Central adiposity, sometimes described as male pattern fat distribution, is adversely related to cardiovascular risk and mortality independent of other measures of obesity. In a cohort of 511 men aged 30 to 79 years in 1972 to 1974, levels of androstenedione, testosterone , and sex hormone-binding globulin measured at baseline were inversely related to subsequent central adiposity, estimated 12 years later using the waist-hip circumference ratio. The observed differences in waist-hip ratio between top and bottom tertiles of these hormones and sex hormone-binding globulin were similar to mean waist-hip ratio differences between men with stroke or ischemic heart disease and those without in another prospective study. These findings, consistent with studies suggesting that testosterone seems to mobilize the abdominal depot on males, suggest that "male pattern" fat distribution may be a misleading description for central adiposity, at least, in men. Degree of maleness as indicated by total androgen levels is, in fact, negatively associated with central adiposity. However, the role of sex hormone-binding globulin in regulating androgenic activity warrants further investigation.

240. Enhanced conversion of androstenedione to estrogens in obese males.

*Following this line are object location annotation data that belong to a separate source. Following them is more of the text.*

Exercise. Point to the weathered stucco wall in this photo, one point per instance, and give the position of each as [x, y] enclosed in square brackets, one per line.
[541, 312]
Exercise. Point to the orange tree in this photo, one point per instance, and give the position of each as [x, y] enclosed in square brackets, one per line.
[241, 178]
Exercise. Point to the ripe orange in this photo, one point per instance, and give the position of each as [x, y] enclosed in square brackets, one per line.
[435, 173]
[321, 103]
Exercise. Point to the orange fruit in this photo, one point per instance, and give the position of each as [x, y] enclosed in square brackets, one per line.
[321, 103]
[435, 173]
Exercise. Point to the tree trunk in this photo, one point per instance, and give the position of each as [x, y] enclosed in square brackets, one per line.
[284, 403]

Kley HK, Deselaers T, Peerenboom H, Kruskemper HL
J Clin Endocrinol Metab 1980 Nov;51(5):1128-32

In normal and obese young males [90--120% and > 160% of ideal body weight (IBW); IBW = 100%], plasma concentrations of testosterone, androstenedione, estrone, and estradiol were measured. Metabolic clearance and production rates of androstenedione and the conversion ratios of androstenedione to testosterone, estrone, and estradiol were determined using the constant infusion technique. In the obese subjects, IBW was inversely correlated (P < 0.001) with plasma concentrations of androstenedione (r = 0.81) and testosterone (r = 0.87), while the levels of estrone (r = 0.92) and estradiol (r = 0.95) increased with IBW (P < 0.001). Thus, when normal and obese subjects were compared as groups, plasma androstenedione decreased form 1.24 +/- 0.13 to 0.93 +/- 0.15 ng/ml (mean +/- SD) and plasma testosterone decreased from 5.89 +/- 0.82 to 3.29 +/- 0.92 ng/ml (P < 0.001), while estrone increased from 28.2 +/- 3.4 to 60.0 +/- 9.4 pg/ml, and estradiol increased from 21.7 +/- 3.5 to 43.9 +/- 5.3 pg/ml. The testosterone to androstenedione and the estradiol to estrone ratios were not different in obesity, but changes in IBW were positively correlated (P < 0.001) with differences in the estrone to androstenedione (r = 0.93) and estradiol to testosterone ratios (r = 0.93), indicating that fat tissue may aromatize androgens, whereas reduction of 17-oxo-steroid appears to be of minor importance. As the MCR of androstenedione increased with IBW (from 2156 to 2636 liters/day P < 0.05) while plasma levels decreased, the apparent production rate of androstenedione was not influenced by the degree of obesity. The conversion of androstenedione to estrone (r = 0.89) and of androstenedione to estradiol (r = 0.82) was enhanced in obese subjects (P < 0.001). We suggest that enhanced aromatization of androstenedione due to an increased adipose tissue mass may account for the high plasma estrogen levels observed in obese men.